During the first ten months of 1904, the Edison Company had relied heavily on dupes even as it produced four imitations of Biograph subjects and a fifth inspired by a Lubin "feature." One picture was ersatz theater and another cribbed from a comic strip. Three films recycled footage. While Edison-produced headliners increased in quantity after mid August, they did not do so in originality.[159] The resulting erosion of Edison's commercial standing was reflected in a letter that William Gilmore sent to Frank Dyer. After complaining about the progress being made in several patent suits against Biograph and Lubin, the general manager remarked:
The competition that we have to meet in this line of business, not only on the part of these people but particularly on the part of a lot of small operators, is becoming so great that I feel that some action must be taken in these cases at once. Selig is becoming very active in the West, and from such information as I have been able to gather he is evidently backed up by a lot of small dealers, and the character of the work that he turns out is bad in the extreme.
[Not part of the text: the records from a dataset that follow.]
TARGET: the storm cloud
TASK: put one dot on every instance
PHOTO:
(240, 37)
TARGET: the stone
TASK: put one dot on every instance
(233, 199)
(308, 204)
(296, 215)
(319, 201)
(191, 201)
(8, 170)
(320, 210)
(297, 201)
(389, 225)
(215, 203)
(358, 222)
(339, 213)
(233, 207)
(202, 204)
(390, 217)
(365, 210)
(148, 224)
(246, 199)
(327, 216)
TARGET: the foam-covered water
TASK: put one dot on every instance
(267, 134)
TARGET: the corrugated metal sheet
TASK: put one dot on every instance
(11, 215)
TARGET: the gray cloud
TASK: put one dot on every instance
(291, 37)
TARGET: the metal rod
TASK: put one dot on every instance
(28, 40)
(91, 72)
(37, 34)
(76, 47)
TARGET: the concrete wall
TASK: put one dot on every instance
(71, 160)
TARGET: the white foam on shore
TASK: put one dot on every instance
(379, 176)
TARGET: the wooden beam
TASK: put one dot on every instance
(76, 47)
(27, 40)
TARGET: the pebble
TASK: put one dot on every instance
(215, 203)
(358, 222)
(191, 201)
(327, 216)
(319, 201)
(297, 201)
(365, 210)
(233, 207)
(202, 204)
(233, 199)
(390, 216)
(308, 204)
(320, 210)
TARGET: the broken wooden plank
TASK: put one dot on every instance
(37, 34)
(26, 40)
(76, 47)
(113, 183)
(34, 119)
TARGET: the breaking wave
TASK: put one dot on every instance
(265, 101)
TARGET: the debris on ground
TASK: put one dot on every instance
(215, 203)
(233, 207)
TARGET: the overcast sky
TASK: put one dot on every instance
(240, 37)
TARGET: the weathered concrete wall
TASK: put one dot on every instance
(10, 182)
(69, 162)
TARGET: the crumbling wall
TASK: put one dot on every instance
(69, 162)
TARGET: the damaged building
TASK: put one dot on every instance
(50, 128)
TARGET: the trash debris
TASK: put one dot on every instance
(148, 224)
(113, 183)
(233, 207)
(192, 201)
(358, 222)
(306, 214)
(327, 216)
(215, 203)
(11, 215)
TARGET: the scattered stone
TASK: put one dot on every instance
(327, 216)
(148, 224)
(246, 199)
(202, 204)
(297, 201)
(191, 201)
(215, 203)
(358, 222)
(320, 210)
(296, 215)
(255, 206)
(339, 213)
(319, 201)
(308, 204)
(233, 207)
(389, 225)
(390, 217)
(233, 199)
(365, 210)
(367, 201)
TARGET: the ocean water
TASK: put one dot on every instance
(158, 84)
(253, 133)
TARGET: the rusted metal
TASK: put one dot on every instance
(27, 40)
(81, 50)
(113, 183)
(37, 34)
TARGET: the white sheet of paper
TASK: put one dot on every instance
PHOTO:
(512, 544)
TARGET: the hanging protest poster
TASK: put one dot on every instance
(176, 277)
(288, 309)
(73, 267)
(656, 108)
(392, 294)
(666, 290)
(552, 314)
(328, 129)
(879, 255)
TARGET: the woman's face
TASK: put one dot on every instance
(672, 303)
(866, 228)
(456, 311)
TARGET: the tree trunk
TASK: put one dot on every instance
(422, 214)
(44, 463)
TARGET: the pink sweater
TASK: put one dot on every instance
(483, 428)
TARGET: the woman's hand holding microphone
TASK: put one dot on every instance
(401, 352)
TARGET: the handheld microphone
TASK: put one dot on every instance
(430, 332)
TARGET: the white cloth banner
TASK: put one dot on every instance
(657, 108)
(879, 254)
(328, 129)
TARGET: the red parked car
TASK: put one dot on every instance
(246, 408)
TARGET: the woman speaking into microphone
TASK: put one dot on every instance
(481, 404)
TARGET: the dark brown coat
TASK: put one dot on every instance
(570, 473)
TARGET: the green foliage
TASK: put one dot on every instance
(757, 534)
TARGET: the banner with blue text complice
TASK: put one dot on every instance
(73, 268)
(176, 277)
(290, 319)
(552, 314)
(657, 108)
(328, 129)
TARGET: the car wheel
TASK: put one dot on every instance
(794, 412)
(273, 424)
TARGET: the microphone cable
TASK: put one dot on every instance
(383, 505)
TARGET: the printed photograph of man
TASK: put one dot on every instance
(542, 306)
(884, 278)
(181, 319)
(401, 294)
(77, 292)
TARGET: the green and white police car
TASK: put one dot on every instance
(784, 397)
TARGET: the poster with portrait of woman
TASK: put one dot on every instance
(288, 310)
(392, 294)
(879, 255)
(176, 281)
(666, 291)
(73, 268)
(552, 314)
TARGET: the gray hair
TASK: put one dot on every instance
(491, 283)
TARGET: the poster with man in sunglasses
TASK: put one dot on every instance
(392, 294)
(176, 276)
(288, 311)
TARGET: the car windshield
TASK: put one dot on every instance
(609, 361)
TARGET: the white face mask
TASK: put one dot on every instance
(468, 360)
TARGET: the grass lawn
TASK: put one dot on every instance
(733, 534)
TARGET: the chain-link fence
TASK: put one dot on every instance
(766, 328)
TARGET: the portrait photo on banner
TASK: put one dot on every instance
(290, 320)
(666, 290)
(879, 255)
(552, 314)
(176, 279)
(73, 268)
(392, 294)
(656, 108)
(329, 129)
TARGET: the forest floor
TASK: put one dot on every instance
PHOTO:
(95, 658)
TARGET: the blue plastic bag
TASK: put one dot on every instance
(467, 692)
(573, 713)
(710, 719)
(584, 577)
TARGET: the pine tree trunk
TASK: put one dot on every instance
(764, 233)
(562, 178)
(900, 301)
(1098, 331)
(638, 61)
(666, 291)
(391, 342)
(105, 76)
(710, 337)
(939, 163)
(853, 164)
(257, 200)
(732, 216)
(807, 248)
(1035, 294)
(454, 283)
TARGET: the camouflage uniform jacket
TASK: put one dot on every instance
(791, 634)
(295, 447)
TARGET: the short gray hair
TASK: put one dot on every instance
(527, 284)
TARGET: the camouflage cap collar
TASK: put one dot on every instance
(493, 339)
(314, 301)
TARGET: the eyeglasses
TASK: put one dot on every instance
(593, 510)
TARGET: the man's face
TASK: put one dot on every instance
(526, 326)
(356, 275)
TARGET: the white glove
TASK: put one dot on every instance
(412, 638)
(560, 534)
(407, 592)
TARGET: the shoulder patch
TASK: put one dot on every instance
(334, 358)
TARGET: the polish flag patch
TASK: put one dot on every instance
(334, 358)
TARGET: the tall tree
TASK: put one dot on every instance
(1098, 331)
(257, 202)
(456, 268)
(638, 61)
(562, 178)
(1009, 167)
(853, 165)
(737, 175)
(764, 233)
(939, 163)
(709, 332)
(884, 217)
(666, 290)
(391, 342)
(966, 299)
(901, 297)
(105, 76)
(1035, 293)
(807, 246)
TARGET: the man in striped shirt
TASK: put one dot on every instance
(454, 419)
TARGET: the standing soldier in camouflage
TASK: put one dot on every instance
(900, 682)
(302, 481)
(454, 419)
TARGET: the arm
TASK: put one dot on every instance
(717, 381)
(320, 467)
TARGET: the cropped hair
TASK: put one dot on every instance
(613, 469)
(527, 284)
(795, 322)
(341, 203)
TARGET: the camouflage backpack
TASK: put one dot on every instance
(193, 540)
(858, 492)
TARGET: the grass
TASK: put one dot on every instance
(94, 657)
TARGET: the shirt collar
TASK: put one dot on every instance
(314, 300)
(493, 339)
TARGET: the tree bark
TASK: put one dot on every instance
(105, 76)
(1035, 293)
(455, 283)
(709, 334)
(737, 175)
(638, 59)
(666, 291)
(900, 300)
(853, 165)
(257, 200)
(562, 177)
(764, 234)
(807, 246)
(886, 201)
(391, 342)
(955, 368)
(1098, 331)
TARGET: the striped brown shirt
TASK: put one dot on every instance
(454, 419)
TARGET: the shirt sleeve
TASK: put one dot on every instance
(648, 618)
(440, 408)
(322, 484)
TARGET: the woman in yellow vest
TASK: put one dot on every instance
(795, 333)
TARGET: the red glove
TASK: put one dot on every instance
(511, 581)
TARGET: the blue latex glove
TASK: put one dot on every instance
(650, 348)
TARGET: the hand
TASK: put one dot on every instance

On the other hand, the Mutoscope Company does not seem to hesitate to do everything they can to hurt the trade in general, and the only way I can see to get it on some sort of satisfactory basis is by pushing the suits and endeavoring to obtain a decision either one way or the other.[160]
Gilmore, however, was not foolish enough to rely solely on a possible legal solution. He finally recognized that Edison had to produce its own "original" productions if the Kinetograph Department was to attract customers in large numbers. As a result, Porter was given new resources, additional staff, and considerable discretion in his choice of subject matter and production methods.